Question

G find the jacobian of the transformation. x = 6e−3r sin 2θ, y = e3r cos 2θ

Answer 1

Answer:

Definition:

The Jacobian of the transformation x = f(r, θ) and y = g(r ,θ)  is:

$\frac{\partial (x,y) }{\partial (r,\theta)}=\begin{vmatrix}\frac{\partial x }{\partial r} & \frac{\partial x }{\partial \theta} \\ \frac{\partial y }{\partial r} & \frac{\partial y }{\partial \theta}\end{vmatrix}$ =$\frac{\partial x}{\partial r}\cdot \frac{\partial y}{\partial \theta}-\frac{\partial x}{\partial \theta}\frac{\partial y}{\partial r}$             ......[1]

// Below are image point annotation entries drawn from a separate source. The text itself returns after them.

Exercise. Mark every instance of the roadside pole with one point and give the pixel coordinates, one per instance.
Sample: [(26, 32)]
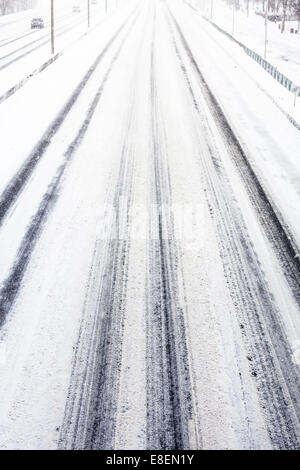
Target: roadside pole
[(52, 27), (266, 28), (233, 11)]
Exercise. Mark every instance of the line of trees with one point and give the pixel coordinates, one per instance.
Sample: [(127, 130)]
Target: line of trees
[(12, 6), (281, 9)]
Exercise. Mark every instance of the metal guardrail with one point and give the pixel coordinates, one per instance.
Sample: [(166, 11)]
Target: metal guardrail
[(282, 79)]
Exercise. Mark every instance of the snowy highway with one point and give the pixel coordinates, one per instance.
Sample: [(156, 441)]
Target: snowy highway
[(149, 241)]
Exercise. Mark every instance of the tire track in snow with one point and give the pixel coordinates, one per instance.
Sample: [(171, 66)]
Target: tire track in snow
[(19, 180), (91, 408), (169, 395), (270, 356), (10, 287)]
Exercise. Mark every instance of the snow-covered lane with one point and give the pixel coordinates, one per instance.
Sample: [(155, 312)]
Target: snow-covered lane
[(21, 55), (154, 303)]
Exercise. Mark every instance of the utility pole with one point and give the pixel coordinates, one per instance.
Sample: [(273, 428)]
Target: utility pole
[(52, 27), (266, 28)]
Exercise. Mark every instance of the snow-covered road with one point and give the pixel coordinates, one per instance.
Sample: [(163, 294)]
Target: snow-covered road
[(149, 241)]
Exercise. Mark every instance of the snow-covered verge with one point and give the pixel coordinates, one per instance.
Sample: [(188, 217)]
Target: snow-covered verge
[(24, 51), (249, 95), (283, 49), (171, 322)]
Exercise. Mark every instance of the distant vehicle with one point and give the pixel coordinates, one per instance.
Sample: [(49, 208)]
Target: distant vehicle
[(37, 23)]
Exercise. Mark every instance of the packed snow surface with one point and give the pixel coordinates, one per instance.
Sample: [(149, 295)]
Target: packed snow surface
[(149, 237)]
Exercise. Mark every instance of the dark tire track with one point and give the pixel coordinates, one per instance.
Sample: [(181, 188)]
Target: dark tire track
[(91, 410), (12, 284), (19, 180), (169, 400), (277, 378)]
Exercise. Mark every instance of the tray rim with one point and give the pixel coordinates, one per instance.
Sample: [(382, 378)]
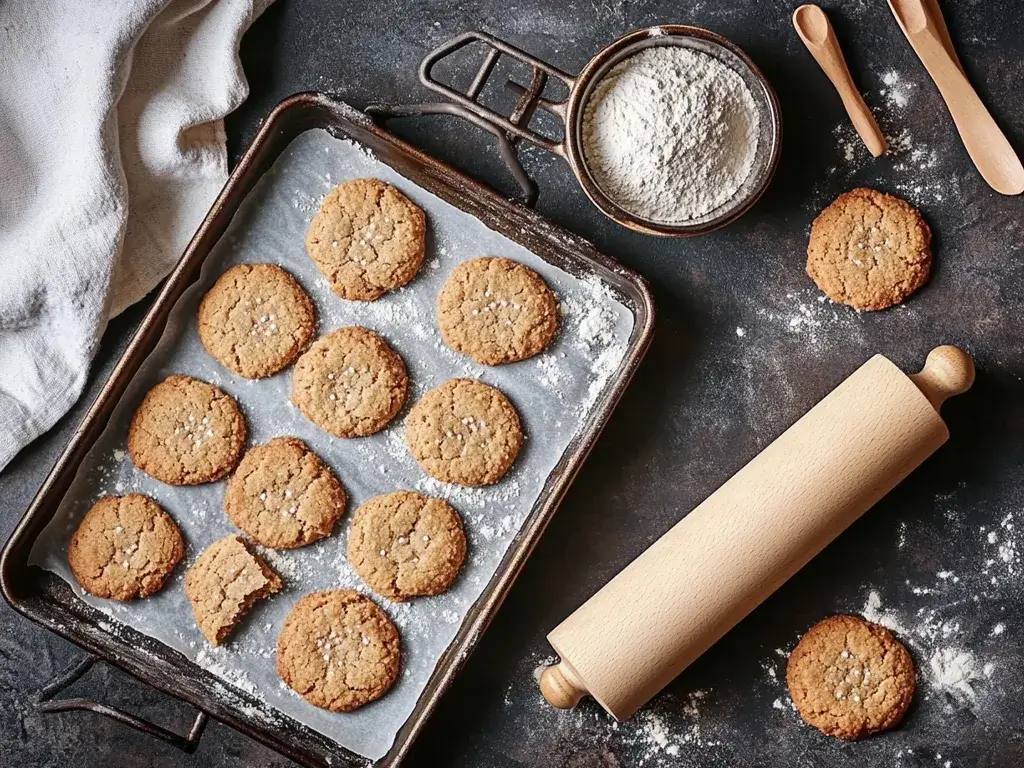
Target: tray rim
[(86, 633)]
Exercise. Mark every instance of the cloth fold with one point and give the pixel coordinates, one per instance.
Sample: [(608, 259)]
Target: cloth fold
[(112, 150)]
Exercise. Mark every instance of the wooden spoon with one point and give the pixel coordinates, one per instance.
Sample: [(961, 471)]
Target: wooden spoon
[(988, 147), (813, 27)]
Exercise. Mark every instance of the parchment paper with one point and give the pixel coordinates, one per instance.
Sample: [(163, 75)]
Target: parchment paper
[(553, 393)]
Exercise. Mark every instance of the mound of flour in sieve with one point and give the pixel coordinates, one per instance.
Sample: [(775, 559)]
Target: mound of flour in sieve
[(670, 134)]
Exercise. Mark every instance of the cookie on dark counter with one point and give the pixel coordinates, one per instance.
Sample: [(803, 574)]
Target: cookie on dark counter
[(869, 250), (850, 678)]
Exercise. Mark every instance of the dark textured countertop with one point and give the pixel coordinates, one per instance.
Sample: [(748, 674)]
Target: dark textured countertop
[(743, 346)]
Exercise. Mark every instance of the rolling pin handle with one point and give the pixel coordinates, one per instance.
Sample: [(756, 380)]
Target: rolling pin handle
[(561, 686), (947, 371)]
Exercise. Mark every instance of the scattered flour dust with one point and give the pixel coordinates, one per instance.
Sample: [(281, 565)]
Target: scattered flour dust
[(810, 315), (650, 735)]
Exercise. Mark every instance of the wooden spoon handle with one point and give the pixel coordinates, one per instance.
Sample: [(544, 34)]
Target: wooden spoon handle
[(988, 147), (985, 142), (815, 31)]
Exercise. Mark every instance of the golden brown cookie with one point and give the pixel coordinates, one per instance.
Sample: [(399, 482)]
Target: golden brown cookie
[(125, 548), (850, 678), (464, 431), (256, 320), (338, 650), (186, 432), (350, 383), (368, 239), (869, 250), (224, 583), (407, 545), (284, 496), (497, 310)]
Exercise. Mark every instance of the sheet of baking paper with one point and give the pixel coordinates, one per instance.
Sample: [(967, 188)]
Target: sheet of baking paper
[(553, 393)]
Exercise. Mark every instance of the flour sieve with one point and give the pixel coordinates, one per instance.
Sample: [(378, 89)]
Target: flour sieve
[(569, 112)]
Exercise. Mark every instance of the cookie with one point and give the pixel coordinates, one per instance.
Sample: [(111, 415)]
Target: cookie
[(256, 320), (350, 383), (869, 250), (125, 548), (367, 239), (338, 650), (497, 310), (224, 583), (407, 545), (284, 496), (850, 678), (186, 432), (464, 431)]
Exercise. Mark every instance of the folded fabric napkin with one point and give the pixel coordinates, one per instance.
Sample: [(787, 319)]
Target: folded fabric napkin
[(112, 150)]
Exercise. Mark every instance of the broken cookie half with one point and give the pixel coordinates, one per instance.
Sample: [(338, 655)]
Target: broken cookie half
[(224, 583)]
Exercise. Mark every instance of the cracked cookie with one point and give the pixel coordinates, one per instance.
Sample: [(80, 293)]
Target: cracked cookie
[(367, 239), (350, 383), (186, 432), (224, 583), (338, 650), (850, 678), (125, 547), (869, 250), (464, 431), (256, 320), (497, 310), (406, 545), (284, 496)]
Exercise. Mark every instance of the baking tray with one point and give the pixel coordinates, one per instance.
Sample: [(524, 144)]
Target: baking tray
[(49, 601)]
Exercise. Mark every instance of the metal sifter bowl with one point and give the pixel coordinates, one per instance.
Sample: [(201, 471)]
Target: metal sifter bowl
[(581, 87)]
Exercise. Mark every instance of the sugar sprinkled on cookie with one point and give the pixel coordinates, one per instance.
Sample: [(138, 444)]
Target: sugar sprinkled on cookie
[(497, 310), (125, 548), (368, 239), (338, 650), (407, 545), (850, 678), (350, 383), (186, 432), (256, 320), (284, 496), (464, 431)]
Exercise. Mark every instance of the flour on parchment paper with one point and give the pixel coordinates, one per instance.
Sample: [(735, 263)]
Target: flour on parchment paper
[(270, 225)]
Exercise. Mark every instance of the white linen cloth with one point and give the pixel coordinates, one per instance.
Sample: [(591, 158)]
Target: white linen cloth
[(112, 150)]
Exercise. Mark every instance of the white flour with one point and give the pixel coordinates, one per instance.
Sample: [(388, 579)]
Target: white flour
[(670, 134)]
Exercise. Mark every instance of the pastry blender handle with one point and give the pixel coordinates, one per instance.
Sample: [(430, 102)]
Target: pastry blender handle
[(46, 702), (515, 124)]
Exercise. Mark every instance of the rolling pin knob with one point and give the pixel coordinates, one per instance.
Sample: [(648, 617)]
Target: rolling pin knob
[(948, 371), (561, 686)]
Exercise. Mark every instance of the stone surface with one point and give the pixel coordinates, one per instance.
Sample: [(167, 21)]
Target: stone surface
[(705, 401)]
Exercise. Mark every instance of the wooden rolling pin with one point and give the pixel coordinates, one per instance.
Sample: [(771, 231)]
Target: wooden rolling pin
[(747, 539)]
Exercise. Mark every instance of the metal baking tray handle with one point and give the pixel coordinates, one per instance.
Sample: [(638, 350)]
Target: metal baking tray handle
[(187, 743), (516, 123)]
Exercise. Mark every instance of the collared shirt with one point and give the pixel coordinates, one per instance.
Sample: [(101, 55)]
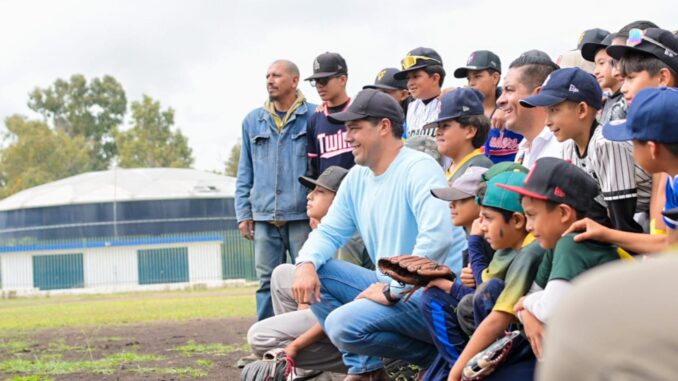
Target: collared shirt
[(544, 145)]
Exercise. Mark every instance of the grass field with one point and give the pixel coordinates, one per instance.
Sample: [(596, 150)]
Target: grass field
[(137, 336)]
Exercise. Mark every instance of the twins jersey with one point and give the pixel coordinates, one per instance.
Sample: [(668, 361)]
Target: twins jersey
[(612, 165), (419, 114)]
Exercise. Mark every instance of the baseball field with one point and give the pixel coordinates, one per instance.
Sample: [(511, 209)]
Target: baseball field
[(178, 335)]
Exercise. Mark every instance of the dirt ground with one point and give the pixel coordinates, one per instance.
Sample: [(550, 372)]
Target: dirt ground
[(160, 338)]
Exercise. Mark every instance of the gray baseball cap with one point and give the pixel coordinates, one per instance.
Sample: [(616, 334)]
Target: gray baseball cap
[(330, 179), (465, 186), (370, 103)]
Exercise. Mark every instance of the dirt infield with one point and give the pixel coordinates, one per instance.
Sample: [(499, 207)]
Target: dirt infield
[(189, 350)]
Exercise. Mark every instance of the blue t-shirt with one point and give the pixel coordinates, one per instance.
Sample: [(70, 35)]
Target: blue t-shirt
[(394, 213)]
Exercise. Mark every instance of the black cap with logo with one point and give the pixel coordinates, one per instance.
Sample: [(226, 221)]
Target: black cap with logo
[(330, 179), (370, 103), (559, 181), (656, 42), (479, 60), (416, 59), (385, 80), (328, 65)]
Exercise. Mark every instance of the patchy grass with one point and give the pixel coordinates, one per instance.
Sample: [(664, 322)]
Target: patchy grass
[(75, 311), (53, 365), (191, 348)]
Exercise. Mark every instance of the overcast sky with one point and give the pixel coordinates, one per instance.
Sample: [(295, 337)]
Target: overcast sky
[(207, 59)]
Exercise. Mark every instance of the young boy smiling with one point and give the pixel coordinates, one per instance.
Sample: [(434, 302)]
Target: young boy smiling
[(462, 130), (572, 97), (554, 195)]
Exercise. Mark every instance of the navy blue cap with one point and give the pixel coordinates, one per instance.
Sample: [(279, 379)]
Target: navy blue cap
[(385, 80), (416, 59), (463, 101), (367, 103), (569, 84), (652, 116)]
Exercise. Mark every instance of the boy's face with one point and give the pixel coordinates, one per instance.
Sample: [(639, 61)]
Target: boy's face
[(563, 120), (318, 202), (546, 225), (498, 233), (421, 84), (634, 82), (483, 81), (513, 91), (603, 71), (452, 138), (464, 211)]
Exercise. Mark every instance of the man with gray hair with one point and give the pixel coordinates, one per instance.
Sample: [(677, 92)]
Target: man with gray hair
[(270, 204)]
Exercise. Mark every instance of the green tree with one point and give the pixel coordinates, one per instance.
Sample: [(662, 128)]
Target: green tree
[(34, 154), (92, 110), (150, 141), (233, 161)]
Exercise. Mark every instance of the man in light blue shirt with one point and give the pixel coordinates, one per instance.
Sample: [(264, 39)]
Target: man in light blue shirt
[(387, 199)]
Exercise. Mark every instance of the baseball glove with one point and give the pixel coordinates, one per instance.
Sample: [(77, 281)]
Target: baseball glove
[(414, 270), (276, 365), (485, 362)]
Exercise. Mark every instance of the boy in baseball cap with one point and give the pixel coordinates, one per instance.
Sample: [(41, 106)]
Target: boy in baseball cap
[(555, 194), (423, 69), (651, 125), (462, 130), (571, 98), (325, 140), (502, 282), (483, 72)]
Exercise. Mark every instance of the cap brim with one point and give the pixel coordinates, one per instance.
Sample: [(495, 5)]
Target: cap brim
[(403, 73), (381, 87), (618, 131), (619, 51), (321, 75), (541, 100), (589, 50), (450, 194), (522, 191), (312, 183), (345, 116)]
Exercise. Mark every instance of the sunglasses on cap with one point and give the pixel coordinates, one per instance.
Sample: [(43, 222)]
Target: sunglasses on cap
[(410, 61), (636, 36), (322, 81)]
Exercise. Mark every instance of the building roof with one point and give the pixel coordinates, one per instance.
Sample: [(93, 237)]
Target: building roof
[(124, 185)]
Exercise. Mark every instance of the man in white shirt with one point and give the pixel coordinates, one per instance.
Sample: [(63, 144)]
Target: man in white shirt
[(525, 77)]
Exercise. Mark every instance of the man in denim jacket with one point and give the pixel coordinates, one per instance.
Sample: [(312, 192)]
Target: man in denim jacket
[(268, 198)]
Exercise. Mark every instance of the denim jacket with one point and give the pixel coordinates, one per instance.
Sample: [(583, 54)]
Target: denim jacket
[(267, 185)]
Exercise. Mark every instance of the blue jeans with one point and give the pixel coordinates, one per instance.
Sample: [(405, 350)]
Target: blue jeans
[(363, 330), (271, 245)]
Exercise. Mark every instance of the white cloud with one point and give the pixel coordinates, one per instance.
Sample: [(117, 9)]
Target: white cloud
[(207, 59)]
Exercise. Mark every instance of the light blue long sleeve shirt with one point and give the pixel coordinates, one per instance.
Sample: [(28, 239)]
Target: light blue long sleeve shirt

Given: $x=6e^{-3r}\sin 2\theta$ and  $y=e^{3r}\cos 2\theta$

then,  

$\frac{\partial x}{\partial r} = -18e^{-3r}\sin 2\theta$

$\frac{\partial x}{\partial \theta} = 6e^{-3r}(2 \cos 2\theta) = 12e^{-3r}\cos 2\theta$  

$\frac{\partial y}{\partial r} = 3e^{3r}\cos 2\theta$

and      

$\frac{\partial y}{\partial \theta} = e^{3r}(-2 \sin 2\theta) = -2e^{3r}\sin 2\theta$

Substitute these value in [1] ;  

$\begin{vmatrix}\frac{\partial x }{\partial r} & \frac{\partial x }{\partial \theta} \\ \frac{\partial y }{\partial r} & \frac{\partial y }{\partial \theta}\end{vmatrix}=\begin{vmatrix}-18e^{-3r}\sin 2\theta & 12e^{-3r}\cos 2\theta\\ 3e^{3r}\cos 2\theta &- 2e^{3r}\sin 2\theta\end{vmatrix}$

=$(-18e^{-3r}\sin 2\theta)\cdot(-2e^{3r}\sin 2\theta)-(12e^{-3r}\cos 2\theta)\cdot(3e^{3r}\cos 2\theta)$

 =$(-18 \cdot -2)e^{-3r+3r} \sin^2 2\theta - (12 \cdot 3)e^{-3r+3r} \cos^2 2\theta$

On simplify:

$\begin{vmatrix}-18e^{-3r}\sin 2\theta & 12e^{-3r}\cos 2\theta\\ 3e^{3r}\cos 2\theta &- 2e^{3r}\sin 2\theta\end{vmatrix} = 36 \sin^2 2\theta -36 \cos^2 2\theta=36(\sin^2 2\theta-\cos^2 2\theta)$                                                                            

 =$-36 (\cos 4\theta)$  

 [ Use $\cos^2 2\theta -\sin^2 2\theta = \cos(4\theta)$]

therefore, the jacobian transformation of $x=6e^{-3r}\sin 2\theta$ and  $y=e^{3r}\cos 2\theta$ is; $-36 (\cos 4\theta)$